Adult Learners Get Second Chance at Community College
Community colleges are a great first-choice for college students, but they are also a great second chance for adult learners and non-traditional students.
For adult learners, community colleges offer affordable education options with flexible schedules for people balancing work or family responsibility.
According to a study released by the Pell Institute, 70 percent of adult learners without dependents and 80 percent of adult learners with dependents attend community colleges. Some adult learners enroll in community college to complete education after “stopping out.” Other adult learners enroll looking for a fresh start or a new career.
After 18 years Central Mexico New Mexico College graduate Rebecca Negron returned to college once her children moved out. While studying at Northwestern University in 2005, Negron became a single mother and “stopped out” to focus on her children.

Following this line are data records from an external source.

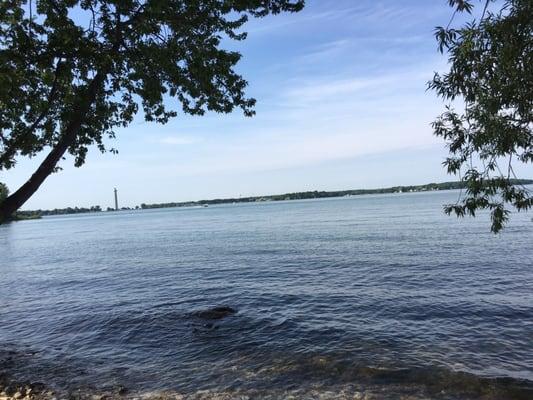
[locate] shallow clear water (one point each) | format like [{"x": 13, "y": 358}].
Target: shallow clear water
[{"x": 370, "y": 292}]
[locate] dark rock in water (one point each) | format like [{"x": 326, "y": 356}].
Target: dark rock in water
[{"x": 216, "y": 313}]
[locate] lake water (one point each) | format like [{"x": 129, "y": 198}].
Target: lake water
[{"x": 378, "y": 296}]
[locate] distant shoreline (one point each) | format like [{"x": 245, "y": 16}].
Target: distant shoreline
[{"x": 35, "y": 214}]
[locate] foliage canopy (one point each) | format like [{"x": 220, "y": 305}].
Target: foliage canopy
[
  {"x": 72, "y": 71},
  {"x": 491, "y": 77}
]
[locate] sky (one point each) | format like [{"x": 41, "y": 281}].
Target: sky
[{"x": 341, "y": 104}]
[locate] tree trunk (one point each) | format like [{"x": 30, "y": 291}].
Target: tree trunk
[{"x": 13, "y": 202}]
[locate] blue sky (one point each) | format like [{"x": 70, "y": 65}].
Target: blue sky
[{"x": 342, "y": 103}]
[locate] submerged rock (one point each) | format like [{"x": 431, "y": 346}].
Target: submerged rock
[{"x": 216, "y": 313}]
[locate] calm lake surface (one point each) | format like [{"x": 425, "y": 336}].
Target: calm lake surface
[{"x": 380, "y": 294}]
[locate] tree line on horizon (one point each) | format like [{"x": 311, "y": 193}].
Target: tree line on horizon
[
  {"x": 316, "y": 194},
  {"x": 67, "y": 84}
]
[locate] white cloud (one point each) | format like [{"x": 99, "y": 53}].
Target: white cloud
[{"x": 178, "y": 140}]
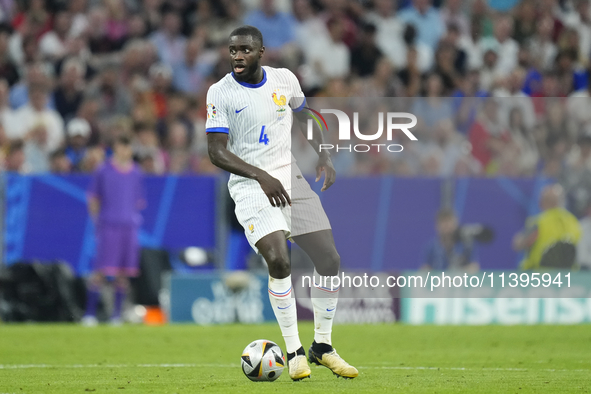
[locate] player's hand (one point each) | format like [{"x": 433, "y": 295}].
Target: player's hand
[
  {"x": 325, "y": 164},
  {"x": 274, "y": 190}
]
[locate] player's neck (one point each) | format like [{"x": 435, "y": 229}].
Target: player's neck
[{"x": 257, "y": 77}]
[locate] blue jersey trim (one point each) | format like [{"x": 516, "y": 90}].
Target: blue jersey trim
[
  {"x": 252, "y": 85},
  {"x": 217, "y": 130},
  {"x": 301, "y": 107}
]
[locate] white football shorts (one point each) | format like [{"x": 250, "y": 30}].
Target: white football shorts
[{"x": 259, "y": 218}]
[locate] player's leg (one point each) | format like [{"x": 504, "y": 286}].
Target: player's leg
[
  {"x": 94, "y": 285},
  {"x": 321, "y": 249},
  {"x": 273, "y": 248},
  {"x": 128, "y": 267},
  {"x": 121, "y": 284}
]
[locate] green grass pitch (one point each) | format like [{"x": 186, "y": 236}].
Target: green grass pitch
[{"x": 390, "y": 358}]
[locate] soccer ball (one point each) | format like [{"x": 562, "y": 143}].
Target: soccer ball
[{"x": 262, "y": 360}]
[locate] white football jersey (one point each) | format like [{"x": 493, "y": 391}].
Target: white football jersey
[{"x": 258, "y": 119}]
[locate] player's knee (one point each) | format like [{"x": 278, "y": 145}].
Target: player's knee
[
  {"x": 279, "y": 267},
  {"x": 330, "y": 264}
]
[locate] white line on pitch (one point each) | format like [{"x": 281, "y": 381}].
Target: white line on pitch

As an adult learner, Negron was nervous about returning to school after putting her education on hold for many years. However, her community college instructors and faculty helped her reacclimate to life in the classroom.
Community college offered her a second chance at completing her education.
Northeast Iowa Community College student Maren Larsen already had her bachelor’s and master’s degrees in English and a successful consulting career when she decided to enroll in community college.
Upon reentering the workforce, Larsen was interested in working with technology, so she enrolled in community college to get her Associate of Applied Science.
She wants to begin a new career as a network administrator, and community college is helping her make that shift.
In 2011, James Elliott was sentenced to seven years in prison. While in prison, he worked to better himself. He did this by taking distance learning classes and helping others by serving as a GED tutor. Elliott’s sentence was shortened for his service and good behavior.
However, once he was released, Elliott struggled with finding a good job because of his felony. Knowing that his minimum wage job in the food industry would be unable to provide for him, Elliott decided to enroll in community college.
He returned to Delaware Tech, which he had been attending before he was sentenced to prison. Despite his mistake, Delaware Tech knew the importance of education for rehabilitation. While at community college, Elliott was named a New Century Transfer Pathways Scholar and member of Phi Theta Kappa’s All-USA Academic Team.
Since graduating Delaware Tech, Elliott became a Truman Scholar and graduated from Columbia University. An advocate for prison reform and education-based rehabilitation, he plans to pursue his Juris Doctor.
Community college helped him turn his life around.
Each of these students have different background and came from different situations. Community college offered all of them a second chance. Likewise, many adult learners and non-traditional students who enroll in community college looking for a second chance at their education, their career, or their life.